Small repo describing how to use Hugging Face's Wav2Vec2 with PyCTCDecode

Overview

🤗 Transformers Wav2Vec2 + PyCTCDecode

Introduction

This repo shows how 🤗 Transformers can be used in combination with kensho-technologies's PyCTCDecode & KenLM ngram as a simple way to boost word error rate (WER).

Included is a file to create an ngram with KenLM as well as a simple evaluation script to compare the results of using Wav2Vec2 with PyCTCDecode + KenLM vs. without using any language model.

Note: The scripts are written to be used on GPU. If you want to use a CPU instead, simply remove all .to("cuda") occurances in eval.py.

Installation

In a first step, one should install KenLM. For Ubuntu, it should be enough to follow the installation steps described here. The installed kenlm folder should be move into this repo for ./create_ngram.py to function correctly. Alternatively, one can also link the lmplz binary file to a lmplz bash command to directly run lmplz instead of ./kenlm/build/bin/lmplz.
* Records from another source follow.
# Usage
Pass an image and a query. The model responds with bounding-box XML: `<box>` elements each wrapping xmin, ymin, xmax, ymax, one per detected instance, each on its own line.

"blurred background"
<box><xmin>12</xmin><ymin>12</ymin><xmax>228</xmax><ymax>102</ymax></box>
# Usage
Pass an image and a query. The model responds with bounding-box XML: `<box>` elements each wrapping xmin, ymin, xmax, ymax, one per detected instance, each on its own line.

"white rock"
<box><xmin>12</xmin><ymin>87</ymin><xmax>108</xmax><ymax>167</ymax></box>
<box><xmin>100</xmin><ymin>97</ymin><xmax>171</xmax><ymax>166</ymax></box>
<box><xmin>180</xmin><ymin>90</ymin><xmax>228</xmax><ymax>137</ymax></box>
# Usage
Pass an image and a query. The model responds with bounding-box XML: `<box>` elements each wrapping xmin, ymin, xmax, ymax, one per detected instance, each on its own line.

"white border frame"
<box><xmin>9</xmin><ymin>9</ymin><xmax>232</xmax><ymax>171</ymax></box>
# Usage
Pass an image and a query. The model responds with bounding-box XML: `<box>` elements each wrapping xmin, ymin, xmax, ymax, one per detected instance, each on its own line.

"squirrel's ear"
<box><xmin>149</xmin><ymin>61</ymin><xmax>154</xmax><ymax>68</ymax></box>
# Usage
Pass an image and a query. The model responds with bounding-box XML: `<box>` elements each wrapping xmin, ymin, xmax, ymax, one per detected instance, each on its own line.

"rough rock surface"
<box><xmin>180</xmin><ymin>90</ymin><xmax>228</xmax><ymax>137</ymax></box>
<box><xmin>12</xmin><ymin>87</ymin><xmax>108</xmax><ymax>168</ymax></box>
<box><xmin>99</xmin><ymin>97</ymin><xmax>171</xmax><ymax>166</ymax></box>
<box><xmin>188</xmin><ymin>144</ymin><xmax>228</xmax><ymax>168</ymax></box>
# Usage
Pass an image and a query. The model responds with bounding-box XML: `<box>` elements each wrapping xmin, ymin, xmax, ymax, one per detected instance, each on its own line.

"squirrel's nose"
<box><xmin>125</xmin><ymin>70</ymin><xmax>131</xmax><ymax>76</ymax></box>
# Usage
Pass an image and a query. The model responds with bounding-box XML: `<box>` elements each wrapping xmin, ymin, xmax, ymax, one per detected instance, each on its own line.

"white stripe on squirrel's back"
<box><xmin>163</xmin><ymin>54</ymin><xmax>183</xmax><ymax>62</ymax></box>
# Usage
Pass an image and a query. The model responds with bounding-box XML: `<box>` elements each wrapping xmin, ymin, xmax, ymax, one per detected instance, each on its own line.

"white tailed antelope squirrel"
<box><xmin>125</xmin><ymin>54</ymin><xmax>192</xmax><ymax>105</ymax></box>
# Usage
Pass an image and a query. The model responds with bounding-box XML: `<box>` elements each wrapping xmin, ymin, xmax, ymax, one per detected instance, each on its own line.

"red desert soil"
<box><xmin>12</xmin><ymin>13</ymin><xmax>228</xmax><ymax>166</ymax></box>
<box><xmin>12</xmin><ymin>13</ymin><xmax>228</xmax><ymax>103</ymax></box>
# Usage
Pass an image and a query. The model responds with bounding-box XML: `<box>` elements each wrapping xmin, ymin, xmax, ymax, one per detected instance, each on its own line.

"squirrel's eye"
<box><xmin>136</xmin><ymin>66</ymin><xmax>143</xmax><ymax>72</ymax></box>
Next, some Python dependencies should be installed. Assuming PyTorch is installed, it should be sufficient to run pip install -r requirements.txt.

Run evaluation

Create ngram

In a first step on should create a ngram. E.g. for polish the command would be:

./create_ngram.py --language polish --path_to_ngram polish.arpa

After the language model is created, one should open the file. one should add a </s> The file should have a structure which looks more or less as follows:

\data\        
ngram 1=86586
ngram 2=546387
ngram 3=796581           
ngram 4=843999             
ngram 5=850874              
                                                  
\1-grams:
-5.7532206      <unk>   0
0       <s>     -0.06677356                                                                            
-3.4645514      drugi   -0.2088903
...

Now it is very important also add a </s> token to the n-gram so that it can be correctly loaded. You can simple copy the line:

0 <s> -0.06677356

and change <s> to </s>. When doing this you should also inclease ngram by 1. The new ngram should look as follows:

\data\
ngram 1=86587
ngram 2=546387
ngram 3=796581
ngram 4=843999
ngram 5=850874

\1-grams:
-5.7532206      <unk>   0
0       <s>     -0.06677356
0       </s>     -0.06677356
-3.4645514      drugi   -0.2088903
...

Now the ngram can be correctly used with pyctcdecode

Run eval

Having created the ngram, one can run:

./eval.py --language polish --path_to_ngram polish.arpa

To compare Wav2Vec2 + LM vs. Wav2Vec2 + No LM on polish.

Results

Without tuning any hyperparameters, the following results were obtained:

Comparison of Wav2Vec2 without Language model vs. Wav2Vec2 with `pyctcdecode` + KenLM 5gram.
Fine-tuned Wav2Vec2 models were used and evaluated on MLS datasets.
Take a closer look at `./eval.py` for comparison

==================================================portuguese==================================================
polish - No LM - | WER: 0.3069742867206763 | CER: 0.06054530156286364 | Time: 58.04590034484863
polish - With LM - | WER: 0.2291299753434308 | CER: 0.06211174564528545 | Time: 191.65409898757935

==================================================spanish==================================================
portuguese - No LM - | WER: 0.18208286674132138 | CER: 0.05016682956422096 | Time: 114.61633825302124
portuguese - With LM - | WER: 0.1487761958086706 | CER: 0.04489231909945738 | Time: 429.78511357307434

==================================================polish==================================================
spanish - No LM - | WER: 0.2581272104769545 | CER: 0.0703088156033147 | Time: 147.8634352684021
spanish - With LM - | WER: 0.14927852292116295 | CER: 0.052034208044195916 | Time: 563.0732748508453

It can be seen that the word error rate (WER) is significantly improved when using PyCTCDecode + KenLM. However, the character error rate (CER) does not improve as much or not at all. This is expected since using a language model will make sure that words that are predicted are words that exist in the language's vocabulary. Wav2Vec2 without a LM produces many words that are more or less correct but contain a couple of spelling errors, thus not contributing to a good WER. Those words are likely to be "corrected" by Wav2Vec2 + LM leading to an improved WER. However a Wav2Vec2 already has a good character error rate as its vocabulary is composed of characters meaning that a "word-based" language model doesn't really help in this case.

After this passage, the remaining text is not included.